6 Responses to “Would Reunion Complete Your Life?”

  1. cedar says:

    As a mother from the ‘closed adoptoin’ period, it wasn’t so much reunion that completed my life, but the mother-son relationship that developed after reunion. Reunion itself was just the necessary first step. And the third step was adopting back my son legally to restore what had been stolen from both of us. That is what completed both of our lives and solidified our family relationship forever.

    I have a post on my blog about our experience.


  2. mariarippy says:

    As a adoptee from a closed adoption period I had no expectations from a reunion with my mom. I learned a lot of details and learned a bunch of family history. What I wasn’t ready for was getting dumped after all the pretend happy faces.Reunion won’t complete a life.

  3. beth1962 says:

    Excellent article, thanks Jenna

    It’s always good to see a reunion going on where both parties can finally begin to build a relationship.

    Reunion helped me to fill in the missing pieces of my puzzle of life in the past.

    It helped me see many missing pieces in my present and possiblities of what the future could hold for me and my children.

    But no, it did not complete me as a person, or complete my life quest of knowing myself or even really completely knowing my family members I lost to adoption for 40 years.

    You can’t go back, only forward. yuo can pick up some missing pieces along the way, but there will always be pieces missing.

    I am my only possibility of becoming myself or completing my life, regardless of what or who I found during reunion or any time in my life.

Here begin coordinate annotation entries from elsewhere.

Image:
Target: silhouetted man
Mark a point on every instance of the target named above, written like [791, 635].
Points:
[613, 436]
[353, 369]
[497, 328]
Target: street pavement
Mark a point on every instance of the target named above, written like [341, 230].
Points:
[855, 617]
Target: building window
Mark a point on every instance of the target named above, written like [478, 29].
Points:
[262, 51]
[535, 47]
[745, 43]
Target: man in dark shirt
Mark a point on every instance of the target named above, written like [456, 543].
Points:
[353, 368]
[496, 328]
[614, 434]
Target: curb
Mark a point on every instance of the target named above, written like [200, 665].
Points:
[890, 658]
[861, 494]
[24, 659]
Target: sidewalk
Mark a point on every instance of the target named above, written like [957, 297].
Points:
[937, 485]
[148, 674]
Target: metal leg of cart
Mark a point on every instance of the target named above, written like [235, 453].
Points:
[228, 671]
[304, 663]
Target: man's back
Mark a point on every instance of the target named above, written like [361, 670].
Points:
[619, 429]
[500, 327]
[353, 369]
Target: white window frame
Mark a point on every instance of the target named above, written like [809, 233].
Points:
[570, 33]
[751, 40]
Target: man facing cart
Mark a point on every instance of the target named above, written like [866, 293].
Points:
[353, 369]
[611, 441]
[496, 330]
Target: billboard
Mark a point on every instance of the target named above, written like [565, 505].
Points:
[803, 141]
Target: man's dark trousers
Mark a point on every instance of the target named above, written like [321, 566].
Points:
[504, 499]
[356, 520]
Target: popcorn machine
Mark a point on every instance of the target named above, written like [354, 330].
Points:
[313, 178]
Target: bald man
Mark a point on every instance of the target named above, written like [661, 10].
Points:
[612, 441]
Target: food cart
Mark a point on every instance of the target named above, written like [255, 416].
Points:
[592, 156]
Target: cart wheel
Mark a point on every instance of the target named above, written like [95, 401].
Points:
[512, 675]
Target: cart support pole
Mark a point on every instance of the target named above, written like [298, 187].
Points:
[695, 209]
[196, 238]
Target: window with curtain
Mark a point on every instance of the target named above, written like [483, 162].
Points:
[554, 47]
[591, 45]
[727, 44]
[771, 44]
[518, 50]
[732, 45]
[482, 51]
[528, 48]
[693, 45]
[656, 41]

    Like in this article, without the miracle of the internet, a tool that made it possible for me to find my families, I would not be as “complete” as I am today.

  4. misshohler says:

    Back in 1998, I met my biological mother. I merely wanted to know my medical history and where I had come from…we didn’t speak for about 9 yrs after that..Then in 2006, I located my biological father. We met for the first time in 27 yrs on Jan. 6th. It was the best thing I have ever experienced. I felt an instant connection between us and it’s unfortunate that he lives in Australia and I live here in the US. It makes things difficult but I am glad I know who both are. I wouldn’t change that I had been adopted nor am I sad that I was. I was given a better life because who knows where I would be today had I been raised by a teen mother.

    Not all reunions are smooth, but I was lucky. You’ll never know until you do reunite with your biological parents.

    I no longer have to search and wonder. There is a completion there..

  5. RavenSong says:

    Jenna, I reunited with my son back in 1990, shortly after his 18th birthday. And I did experience that feeling of completeness or wholeness. It was instaneous and took me by total surprise. I have trouble explaining it because I’m not really sure what happened. I just felt as if I’d come full circle as I held my son in my arms for the first time. Something inside me just clicked. In the 19 years since we met face to face, the feeling of completeness has only become deeper.